Breast milk jaundice is jaundice that strikes the nursing newborn on account of substances in the breast milk that interfere with the liver’s ability to process the bilirubin. So, while there are many advantages to breastfeeding, the potential for breast milk jaundice example is one disadvantage, as the in the infant formulas that are given to babies that are not breastfed do not contain such substances.

Although fairly rare, neonatal sepsis, infection throughout the body is a very serious condition that needs to be recognized early so it can be treated with antibiotics, but one clue to possible sepsis is jaundice developing within 24 hours of birth.

As for treatment of neonatal jaundice, this depends on the severity of the baby’s elevated bilirubin levels and the underlying cause.

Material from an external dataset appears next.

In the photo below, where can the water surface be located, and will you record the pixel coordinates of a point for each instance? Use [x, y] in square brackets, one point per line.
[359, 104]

Generally, the less mature the newborn at birth, the more serious the condition. Infants with mild jaundice who are born after the 35th week, often do not need any treatment other than good nutrition. Otherwise, the majority of cases are treated with phototherapy in which light in the blue-green ranged is shined all around the baby, whose eyes are covered to prevent eye damage. This light accelerates the breakdown of bilirubin. Certain cases must be treated with what’s called intravenous immunoglobulin (IVIg) and very severe cases may need what is called exchange transfusion, in which portions of the newborn’s blood are removed while donated blood is transfused in, causing bilirubin to get diluted, along with any antibodies from the mother that might be causing the condition.